(Today’s post by Marc Cannon)
Psalm 117 & 118
I am terribly stubborn. I can be argumentative, to the point that I outweigh truth with my opinion. I don’t particularly like asking anyone for help, for anything from anyone. I’m sure there is some deep-rooted psychological reasoning for those traits, but from what I can see, it’s due to anxiety and the lack of my own self-assuredness. Some days all of those traits seem to mesh together as one, to make for a fairly dry and unsatisfying existence. Sometimes those days turn into seasons.
As a writing contributor to The New Normal, I participate in a comprehensively overwhelming task most every week, as do the other contributors. I communicated with, through this weekly blog, hundreds of people the faults, failures and victories of my life. But I am, by nature, an introverted person. People who know me would say that’s nuts. I don’t have trouble speaking in crowds; I don’t have trouble sharing my story or vulnerabilities; I don’t have trouble giving my opinion; I don’t have a problem being the face of a group; and don’t have a problem being the life of the party; as long as I’m not the initiator. I’m not the “Don’t call me, I’ll call you” kinda guy. I don’t reach out to others well. I am not saying that trait is wrong or right…It’s been who I am since I can remember, but I will say this; it’s cost me countless opportunities, friendships and blessings. Something else it’s also cost me is a richer relationship with the Lord.
As I sort of wobbled my way through these two chapters I couldn’t help but to get road blocked at the 2 verses above 118:5&6. I’ve read them about 20 times and the term “hard pressed” kept playing over and over in my mind. I read the next verse, “What can mere mortals do to me?” … The profound weight that these two verses carry cannot be measured in a human standard. You see, I have a fear that has taken a lifetime to manifest. The one fear in subject for me is rejection, which I surmise is probably saturated into the human fabric. I also fear loss…and I fear failure. Fear, anxiety is the common term these days, is something everyone has to wrestle and it’s not something you or I can overcome from watching a Tony Robbins video.
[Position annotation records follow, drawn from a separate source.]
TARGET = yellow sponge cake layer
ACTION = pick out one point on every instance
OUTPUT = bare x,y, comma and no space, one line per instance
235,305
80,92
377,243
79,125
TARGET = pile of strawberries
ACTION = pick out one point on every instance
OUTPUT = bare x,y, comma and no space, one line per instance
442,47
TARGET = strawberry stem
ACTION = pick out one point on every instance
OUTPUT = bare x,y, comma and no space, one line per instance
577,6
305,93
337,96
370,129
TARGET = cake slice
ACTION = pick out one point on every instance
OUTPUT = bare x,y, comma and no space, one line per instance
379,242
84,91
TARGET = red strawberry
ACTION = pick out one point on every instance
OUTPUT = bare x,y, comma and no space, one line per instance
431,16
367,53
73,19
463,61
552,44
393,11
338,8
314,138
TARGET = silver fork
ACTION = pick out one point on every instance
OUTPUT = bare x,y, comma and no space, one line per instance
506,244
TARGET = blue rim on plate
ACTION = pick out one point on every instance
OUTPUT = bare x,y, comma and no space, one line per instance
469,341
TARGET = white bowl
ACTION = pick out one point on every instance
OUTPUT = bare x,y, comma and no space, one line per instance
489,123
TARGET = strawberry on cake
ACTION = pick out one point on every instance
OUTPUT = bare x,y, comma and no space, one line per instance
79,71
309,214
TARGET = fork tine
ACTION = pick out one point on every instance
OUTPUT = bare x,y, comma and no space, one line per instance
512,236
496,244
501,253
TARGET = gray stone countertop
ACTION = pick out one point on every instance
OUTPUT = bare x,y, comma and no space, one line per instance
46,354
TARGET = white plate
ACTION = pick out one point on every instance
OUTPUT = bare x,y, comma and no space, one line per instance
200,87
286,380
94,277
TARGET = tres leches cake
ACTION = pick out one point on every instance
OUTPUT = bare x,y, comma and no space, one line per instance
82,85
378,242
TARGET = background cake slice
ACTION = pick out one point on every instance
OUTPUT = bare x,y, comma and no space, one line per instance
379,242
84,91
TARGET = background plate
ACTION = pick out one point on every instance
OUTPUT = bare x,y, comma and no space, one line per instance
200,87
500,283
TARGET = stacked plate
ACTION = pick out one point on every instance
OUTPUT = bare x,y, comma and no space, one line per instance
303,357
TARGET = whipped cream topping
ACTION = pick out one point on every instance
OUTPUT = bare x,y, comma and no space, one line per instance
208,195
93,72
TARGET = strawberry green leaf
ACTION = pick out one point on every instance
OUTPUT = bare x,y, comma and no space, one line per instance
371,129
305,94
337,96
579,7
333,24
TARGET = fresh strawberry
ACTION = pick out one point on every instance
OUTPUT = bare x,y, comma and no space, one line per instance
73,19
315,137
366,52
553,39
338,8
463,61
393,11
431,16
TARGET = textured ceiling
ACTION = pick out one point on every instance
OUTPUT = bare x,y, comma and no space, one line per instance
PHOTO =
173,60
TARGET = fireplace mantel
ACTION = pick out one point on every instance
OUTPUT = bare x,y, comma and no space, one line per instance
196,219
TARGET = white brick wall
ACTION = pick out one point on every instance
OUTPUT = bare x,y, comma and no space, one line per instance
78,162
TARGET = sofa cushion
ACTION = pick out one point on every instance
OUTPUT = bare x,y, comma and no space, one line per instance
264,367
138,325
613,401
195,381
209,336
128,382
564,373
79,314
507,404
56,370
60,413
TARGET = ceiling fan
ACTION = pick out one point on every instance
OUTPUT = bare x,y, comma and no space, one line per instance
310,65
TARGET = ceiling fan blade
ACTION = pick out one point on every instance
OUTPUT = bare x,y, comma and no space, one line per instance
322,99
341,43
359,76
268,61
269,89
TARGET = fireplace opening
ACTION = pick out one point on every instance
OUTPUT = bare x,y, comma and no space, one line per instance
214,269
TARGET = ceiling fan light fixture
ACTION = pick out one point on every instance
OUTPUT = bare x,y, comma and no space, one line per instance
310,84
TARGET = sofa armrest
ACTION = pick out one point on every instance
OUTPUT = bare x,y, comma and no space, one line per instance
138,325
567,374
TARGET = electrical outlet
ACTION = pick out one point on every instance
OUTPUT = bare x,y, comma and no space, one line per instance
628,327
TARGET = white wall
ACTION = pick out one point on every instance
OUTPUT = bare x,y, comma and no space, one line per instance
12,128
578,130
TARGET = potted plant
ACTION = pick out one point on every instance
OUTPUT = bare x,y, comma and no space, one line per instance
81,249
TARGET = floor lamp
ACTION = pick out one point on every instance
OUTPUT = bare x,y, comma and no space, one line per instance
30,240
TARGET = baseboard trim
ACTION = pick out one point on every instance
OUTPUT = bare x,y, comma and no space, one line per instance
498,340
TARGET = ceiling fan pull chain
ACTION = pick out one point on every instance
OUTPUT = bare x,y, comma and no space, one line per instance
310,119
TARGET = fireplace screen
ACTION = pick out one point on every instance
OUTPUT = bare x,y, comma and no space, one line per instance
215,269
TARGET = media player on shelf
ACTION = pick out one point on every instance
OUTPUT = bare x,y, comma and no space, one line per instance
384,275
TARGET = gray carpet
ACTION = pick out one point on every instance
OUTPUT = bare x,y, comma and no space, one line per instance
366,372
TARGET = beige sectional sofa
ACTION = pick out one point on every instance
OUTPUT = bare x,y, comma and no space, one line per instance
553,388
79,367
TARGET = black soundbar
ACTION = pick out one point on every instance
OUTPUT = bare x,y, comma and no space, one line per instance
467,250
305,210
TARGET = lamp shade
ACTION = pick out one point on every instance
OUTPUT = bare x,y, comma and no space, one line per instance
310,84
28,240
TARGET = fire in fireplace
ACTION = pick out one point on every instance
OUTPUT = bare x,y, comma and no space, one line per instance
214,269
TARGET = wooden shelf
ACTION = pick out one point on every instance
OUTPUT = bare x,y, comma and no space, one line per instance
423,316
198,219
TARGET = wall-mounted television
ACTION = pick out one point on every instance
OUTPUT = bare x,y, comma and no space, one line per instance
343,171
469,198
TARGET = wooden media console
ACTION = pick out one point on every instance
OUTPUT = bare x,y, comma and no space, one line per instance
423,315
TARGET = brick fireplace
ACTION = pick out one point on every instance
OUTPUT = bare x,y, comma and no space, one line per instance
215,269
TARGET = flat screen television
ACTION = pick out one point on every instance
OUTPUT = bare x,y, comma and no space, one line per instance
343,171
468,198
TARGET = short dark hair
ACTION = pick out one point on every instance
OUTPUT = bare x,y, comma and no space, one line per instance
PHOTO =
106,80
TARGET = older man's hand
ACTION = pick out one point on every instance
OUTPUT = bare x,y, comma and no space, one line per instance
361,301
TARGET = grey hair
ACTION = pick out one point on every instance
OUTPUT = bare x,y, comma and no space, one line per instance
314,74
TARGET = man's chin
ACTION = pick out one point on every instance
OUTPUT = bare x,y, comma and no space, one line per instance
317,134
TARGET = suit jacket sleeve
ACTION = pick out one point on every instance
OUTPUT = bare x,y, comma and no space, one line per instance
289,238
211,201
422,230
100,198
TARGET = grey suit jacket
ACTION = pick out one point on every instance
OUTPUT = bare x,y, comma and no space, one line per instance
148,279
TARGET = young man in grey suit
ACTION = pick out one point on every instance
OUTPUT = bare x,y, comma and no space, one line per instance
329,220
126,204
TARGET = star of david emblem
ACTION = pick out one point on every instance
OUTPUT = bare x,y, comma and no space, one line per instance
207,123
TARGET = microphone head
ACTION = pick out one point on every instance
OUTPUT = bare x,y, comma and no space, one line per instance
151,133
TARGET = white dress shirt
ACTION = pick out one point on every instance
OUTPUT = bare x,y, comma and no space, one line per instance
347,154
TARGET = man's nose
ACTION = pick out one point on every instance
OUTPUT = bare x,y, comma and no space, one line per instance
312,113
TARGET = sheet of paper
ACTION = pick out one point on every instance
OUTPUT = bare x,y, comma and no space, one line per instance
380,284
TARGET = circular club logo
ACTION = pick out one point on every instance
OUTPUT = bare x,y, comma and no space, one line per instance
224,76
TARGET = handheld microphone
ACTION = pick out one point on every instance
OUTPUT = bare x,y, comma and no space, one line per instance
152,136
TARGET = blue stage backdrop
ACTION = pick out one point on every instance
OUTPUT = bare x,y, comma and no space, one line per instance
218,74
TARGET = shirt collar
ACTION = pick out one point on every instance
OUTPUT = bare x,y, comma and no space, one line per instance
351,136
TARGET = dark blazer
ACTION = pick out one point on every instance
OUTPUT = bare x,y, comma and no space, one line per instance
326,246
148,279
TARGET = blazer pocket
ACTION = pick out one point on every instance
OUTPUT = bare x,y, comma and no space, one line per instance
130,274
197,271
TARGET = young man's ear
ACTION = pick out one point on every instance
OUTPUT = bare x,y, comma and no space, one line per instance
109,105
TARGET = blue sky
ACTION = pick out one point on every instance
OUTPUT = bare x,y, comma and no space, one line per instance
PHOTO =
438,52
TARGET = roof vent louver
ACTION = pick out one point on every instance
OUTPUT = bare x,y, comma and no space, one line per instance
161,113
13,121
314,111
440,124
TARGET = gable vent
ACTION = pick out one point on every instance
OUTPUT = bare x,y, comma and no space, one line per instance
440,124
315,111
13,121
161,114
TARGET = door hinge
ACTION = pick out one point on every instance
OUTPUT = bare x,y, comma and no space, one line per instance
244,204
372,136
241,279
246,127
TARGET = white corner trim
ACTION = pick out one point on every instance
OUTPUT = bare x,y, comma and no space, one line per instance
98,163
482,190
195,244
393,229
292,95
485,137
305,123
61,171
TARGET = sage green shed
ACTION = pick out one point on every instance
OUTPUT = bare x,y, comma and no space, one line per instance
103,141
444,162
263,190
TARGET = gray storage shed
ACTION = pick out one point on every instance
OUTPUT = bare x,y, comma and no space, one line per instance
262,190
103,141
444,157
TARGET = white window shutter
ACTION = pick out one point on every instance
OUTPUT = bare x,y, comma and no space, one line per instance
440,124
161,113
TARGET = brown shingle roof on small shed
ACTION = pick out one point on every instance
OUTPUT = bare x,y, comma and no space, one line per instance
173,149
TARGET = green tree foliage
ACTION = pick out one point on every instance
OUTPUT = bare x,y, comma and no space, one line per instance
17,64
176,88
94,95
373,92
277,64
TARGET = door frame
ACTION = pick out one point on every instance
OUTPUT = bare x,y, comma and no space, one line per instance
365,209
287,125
There has been a lie perpetrated from the beginning of creation that if we’re not perfect, if we carry faults, if we aren’t relational, if we have fears we aren’t good enough. It’s also been whispered to us that our fears and our hurts are too small for Him. I have believed those lies and they’ve caused me to subject myself to a life confined in a small place, my mind.
These 2 verses plainly say: When you fear, and you will, cry out to God. Stop what you’re doing and ask Him to quench your fear…No matter what it is that paralyzed you, His peace is overpowering. Draw on the comfort that no man that walks this earth can come between you and the Father.